La formation des professionnels de santé est primordiale. Si la formation initiale évolue, elle n’est pas encore suffisante. La formation continue doit renforcer les acquis des professionnels. L’absence de communication est l’un des facteurs majeurs dans la survenue des dommages, et c’est donc, sans surprise un élément qu’on retrouve aussi au moment de l’annonce à la famille.
L’annonce du dommage associé aux soins doit être faite avec empathie. Il ne faut pas négliger les conditions d’accueil qui sont déterminantes dans l’annonce au patient ou à ses proches : l’équipe doit préparer cet entretien (si nécessaire avec la psychologue de l’établissement), prendre le temps nécessaire avec le patient ou ses proches, réaliser l’annonce dans un lieu adapté. Les victimes peuvent comprendre les erreurs, voire les fautes médicales mais ne comprennent pas qu’on les leur cache.
Parfois, l’équipe est en état de choc et n’est pas en état de communiquer. Il peut alors être opportun de faire intervenir un tiers (médiateur, psychologue) qui s’assurera que l’information soit transmise et ce en toute bienveillance. Par ailleurs, l’annonce du dommage est à distinguer de l’annonce d’une faute.
Dans le cadre de votre activité dans l’association Le Lien, vous avez eu à analyser de nombreuses RMM (revue morbi-mortalité) pour donner un avis. Vous militez depuis longtemps pour l'introduction du récit du patient ou de la famille en cas de décès.
Quels sont les arguments que vous mettez en avant pour introduire ce récit ?
Le récit du patient est indispensable, mais aujourd’hui seuls quelques établissements le prennent en compte. L’échange entre le patient et les professionnels permet à l’équipe médicale de comprendre certains points de tension. Dans cette relation, le représentant des usagers peut apporter des éléments de compréhension des mécanismes et de ce qui peut être amélioré côté établissement.
Le représentant des usagers peut aussi faire le lien avec les familles, qui souhaitent être informées de la réalisation des analyses sur le dossier de leurs proches. Pour ce faire, il est nécessaire que les médecins soient d’accord pour intégrer de façon plus importante les représentants des usagers à cette démarche.
Quels sont les freins que vous rencontrez tant de la part des professionnels que des patients ou de leur famille ?
- Sidération de l’équipe
Pour les professionnels, parfois en état de choc, il s’agit d’une situation traumatisante.
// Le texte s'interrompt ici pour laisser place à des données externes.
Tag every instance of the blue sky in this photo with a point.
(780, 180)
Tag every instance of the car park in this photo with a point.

- Frein culturel / besoin de maturité
Les freins culturels existent, les professionnels ne sont pas habitués à observer le regard du patient ou le faire participer. Le regard du représentant des usagers peut alors être craint et les professionnels peuvent être réticents à sa présence lors de l’analyse. Cependant, son rôle est de d’intégrer et de mettre en avant le point de vue de l’usager et de la famille.
- Besoin de formation
Bien sûr, cela nécessite de former les représentants d’usagers afin qu’ils sachent se positionner et comprendre l’ensemble de la démarche. Les représentants des usagers sont tenus au secret professionnel. Les établissements peuvent solliciter France Assos Santé qui organise des formations à destination des représentants des usagers.
- Evolution favorable
Il y a plusieurs années, lorsque j’évoquais le point de vue du patient, les professionnels étaient surpris. Aujourd’hui, l’expérience du patient est importante dès le début de la prise en charge et doit l’être en cas de dommage associé aux soins.